An international research consortium has discovered ten new genes underlying blood lipid levels. This large study, published today in world's leading genetical journal, the Nature Genetics, was led by researchers at the Institute for Molecular Medicine Finland and Medical Faculty, University of Helsinki. In this study the DNA of more than 60,000 individuals was examined to discover genetic variants associated with cholesterol levels.
In addition to identifying novel risk genes, the researchers were able to pinpoint new genetic risk variants having the most significant effect on cholesterol for most of the already known genomic susceptibility areas. Many of these new risk variants were shown to have a manifold effect on blood cholesterol compared to the previously identified variants.
To identify different types of associated loci, genome-wide genetic information consisting of nearly 10 million variants and blood lipid level data from 22 European cohorts was combined. The study beautifully demonstrates the benefits of international collaboration and sharing the data.
"In the earlier genome-wide studies the genome information available has been less dense and the studies have concentrated on variants that at least one in twenty people have. By analyzing large numbers of samples and utilizing sophisticated statistical methods we were able to concentrate on variants that are much rarer in the population", explains Dr. Ida Surakka, the first author of the study.
The results demonstrated the many faces of the genomic variants impacting on cholesterol metabolism. Among the thus far identified risk variants are both rare familial mutations causing severe hypercholesterolemia and variants that are very common amongst the people with European origin.

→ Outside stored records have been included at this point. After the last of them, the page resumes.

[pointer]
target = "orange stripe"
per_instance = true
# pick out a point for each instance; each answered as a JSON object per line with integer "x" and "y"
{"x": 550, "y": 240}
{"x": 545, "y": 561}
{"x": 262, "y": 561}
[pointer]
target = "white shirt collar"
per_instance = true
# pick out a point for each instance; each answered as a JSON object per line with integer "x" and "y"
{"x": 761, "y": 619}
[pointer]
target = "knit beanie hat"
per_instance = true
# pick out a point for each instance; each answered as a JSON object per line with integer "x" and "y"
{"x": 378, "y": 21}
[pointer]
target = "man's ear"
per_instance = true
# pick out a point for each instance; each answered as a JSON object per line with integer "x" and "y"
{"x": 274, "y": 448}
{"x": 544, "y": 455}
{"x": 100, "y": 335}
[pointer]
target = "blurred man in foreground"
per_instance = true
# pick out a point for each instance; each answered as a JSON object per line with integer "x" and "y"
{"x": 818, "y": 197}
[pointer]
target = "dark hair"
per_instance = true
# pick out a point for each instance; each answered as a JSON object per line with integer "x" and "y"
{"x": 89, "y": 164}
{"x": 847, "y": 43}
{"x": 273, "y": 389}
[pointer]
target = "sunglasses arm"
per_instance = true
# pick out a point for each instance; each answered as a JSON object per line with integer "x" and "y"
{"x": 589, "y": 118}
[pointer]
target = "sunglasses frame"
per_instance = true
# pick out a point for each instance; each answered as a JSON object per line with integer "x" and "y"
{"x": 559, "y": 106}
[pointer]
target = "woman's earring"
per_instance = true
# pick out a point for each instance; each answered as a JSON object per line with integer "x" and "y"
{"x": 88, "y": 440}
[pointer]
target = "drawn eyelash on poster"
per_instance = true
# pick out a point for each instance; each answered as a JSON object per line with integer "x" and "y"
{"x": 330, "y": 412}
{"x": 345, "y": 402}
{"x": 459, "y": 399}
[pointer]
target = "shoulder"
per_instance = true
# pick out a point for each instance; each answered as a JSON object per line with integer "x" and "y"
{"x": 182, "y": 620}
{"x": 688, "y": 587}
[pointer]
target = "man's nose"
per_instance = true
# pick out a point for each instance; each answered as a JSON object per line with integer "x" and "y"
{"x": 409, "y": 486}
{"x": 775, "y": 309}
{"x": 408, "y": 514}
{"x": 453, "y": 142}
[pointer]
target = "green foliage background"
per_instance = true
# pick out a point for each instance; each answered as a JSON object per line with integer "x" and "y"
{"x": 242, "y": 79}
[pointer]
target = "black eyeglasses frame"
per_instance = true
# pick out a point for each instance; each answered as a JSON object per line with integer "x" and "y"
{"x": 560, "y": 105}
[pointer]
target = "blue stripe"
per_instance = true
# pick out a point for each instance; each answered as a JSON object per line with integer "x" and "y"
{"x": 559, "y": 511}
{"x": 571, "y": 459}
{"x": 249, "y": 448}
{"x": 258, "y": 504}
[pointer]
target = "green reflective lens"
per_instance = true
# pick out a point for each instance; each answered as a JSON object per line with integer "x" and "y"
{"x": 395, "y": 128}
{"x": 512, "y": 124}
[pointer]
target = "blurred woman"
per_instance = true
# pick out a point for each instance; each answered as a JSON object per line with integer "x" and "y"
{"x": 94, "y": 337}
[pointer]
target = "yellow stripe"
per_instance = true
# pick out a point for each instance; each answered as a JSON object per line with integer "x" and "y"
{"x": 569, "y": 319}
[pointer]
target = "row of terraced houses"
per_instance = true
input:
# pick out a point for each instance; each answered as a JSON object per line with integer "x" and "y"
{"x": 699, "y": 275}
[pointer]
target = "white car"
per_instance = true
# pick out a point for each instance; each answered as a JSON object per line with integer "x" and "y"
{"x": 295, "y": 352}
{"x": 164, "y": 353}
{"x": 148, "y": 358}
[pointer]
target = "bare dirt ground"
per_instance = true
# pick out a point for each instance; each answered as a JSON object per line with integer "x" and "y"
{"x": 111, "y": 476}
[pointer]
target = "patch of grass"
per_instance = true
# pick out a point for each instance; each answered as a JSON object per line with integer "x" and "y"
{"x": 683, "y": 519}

Professor Samuli Ripatti from the University of Helsinki, the principal investigator behind this study comments: "These genetic findings provide information about the personal, lifelong exposure to cholesterol and thus about the risk of developing a cardiovascular disease. Identifying the high-risk individuals already in childhood would allow them to lower their risks by changing life style and through medication already early in their life and thus prevent the disease later.
A significant proportion of the variation in cholesterol levels is due to genetic factors. When combining all the genetic information available nearly fifth of the variation in cholesterol levels can now be explained.